President Muhammadu Buhari has outlined the comprehensive Energy Transition Plan unfolded by his administration in response to the issues associated with climate change and restated the determination of the Nigerian government to achieving the vision of 30,000 megawatts of power by 2030, while calling on the U.S. for financial and technical support.
President Buhari stated this in Washington DC, USA on Tuesday, 13 December 2022, during the discussion panel on Just Energy Transition at the ongoing US-Africa Leaders Summit.
The President said that as part of the National Renewable Energy and Energy Efficiency Policy, his administration set the vision 30:30:30 which aims at achieving 30GW of electricity by 2030 with renewable energy contributing 30% of the energy mix.
According to him, last year, Nigeria became the first African country to develop a detailed Energy Transition Plan to tackle both energy poverty and climate change, and deliver SDG7 by 2030 and net-zero by 2060.
“Our Federal Executive Council approved the plan earlier this year and adopted it as a national policy. As part of the plan, we intend to completely eliminate the use of petrol/diesel generators by 2060 and therefore need to deploy renewables, particularly solar, at an unprecedented scale.
“For instance, the Energy Transition Plan requires that 5.3 GW of Solar be deployed annually until 2060 to achieve our targets,” the Nigerian President added.
He stressed that the government of Nigeria has embarked on several reforms, one of the best in Africa, on mini-grid regulations as well as the integration of renewable energy into the national grid. He mentioned some of the reforms which have positively impacted the energy sector in Nigeria.
“Our aggressive power sector reforms have resulted in cost-reflective tariffs in the power sector for the first time since privatization. Under the Nigeria Electrification Project, over 4 million people have been impacted through solar mini-grids and solar stand-alone systems. With respect to hydro, the Zungeru hydropower project is nearing completion and will add 700MW in capacity to the grid.”
President Buhari stressed on the resources that the administration has committed towards the realisation of the vision and nevertheless, called for “considerable financial and technical support” to achieve the goals.
“For instance, our analysis shows that delivering the Energy Transition Plan requires $1.9 trillion spending up to 2060, including $410 billion above business-as-usual spending.
“This additional financing requirement translates to a $10 billion investment needed per annum.

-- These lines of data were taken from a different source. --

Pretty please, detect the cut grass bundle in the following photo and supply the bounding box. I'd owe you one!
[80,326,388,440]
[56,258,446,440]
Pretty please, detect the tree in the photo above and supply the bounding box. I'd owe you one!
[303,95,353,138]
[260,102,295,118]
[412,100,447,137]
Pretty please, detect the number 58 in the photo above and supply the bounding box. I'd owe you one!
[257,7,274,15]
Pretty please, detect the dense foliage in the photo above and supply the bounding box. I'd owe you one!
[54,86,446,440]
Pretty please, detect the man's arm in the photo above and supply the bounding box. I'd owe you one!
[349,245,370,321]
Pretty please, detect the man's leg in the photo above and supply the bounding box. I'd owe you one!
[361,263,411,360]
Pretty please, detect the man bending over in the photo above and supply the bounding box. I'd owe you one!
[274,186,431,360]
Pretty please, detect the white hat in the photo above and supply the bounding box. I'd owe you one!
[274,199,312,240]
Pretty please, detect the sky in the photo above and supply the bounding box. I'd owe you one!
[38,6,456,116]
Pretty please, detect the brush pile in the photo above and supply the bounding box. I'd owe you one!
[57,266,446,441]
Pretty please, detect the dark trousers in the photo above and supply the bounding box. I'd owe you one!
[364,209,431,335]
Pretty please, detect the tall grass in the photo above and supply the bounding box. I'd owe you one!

Between 2000 and 2020, just $3 billion per year was invested in renewable energy in the whole of Africa.
“Consequently, the $10 billion per year target of our Energy Transition Plan represents a significant scaling of current investment flows and we need support from the U.S. to mobilize the needed resources.
“It is important to note that for African countries, the cost of finance and perceived investment risk remains significantly higher than for developed economies despite vast improvements in stability and governance.
“For our clean energy market to scale, Nigeria and more broadly Africa needs concessional, low-interest capital-led investments.
“Furthermore, we believe that the Nigeria Energy Transition Plan and the net-zero compliant investment pipeline we have developed is prime for a just energy transition partnership like the one offered to South Africa and, more recently, Indonesia. Nigeria too seeks support from the US to be included in the G7’s Climate Partnerships List for the co-creation of a Just Energy Transition Partnership.”
President Buhari finally called on the U.S. and global business community to tap “into the innovation and potential returns in our enormous market which is yet to be fully optimized.”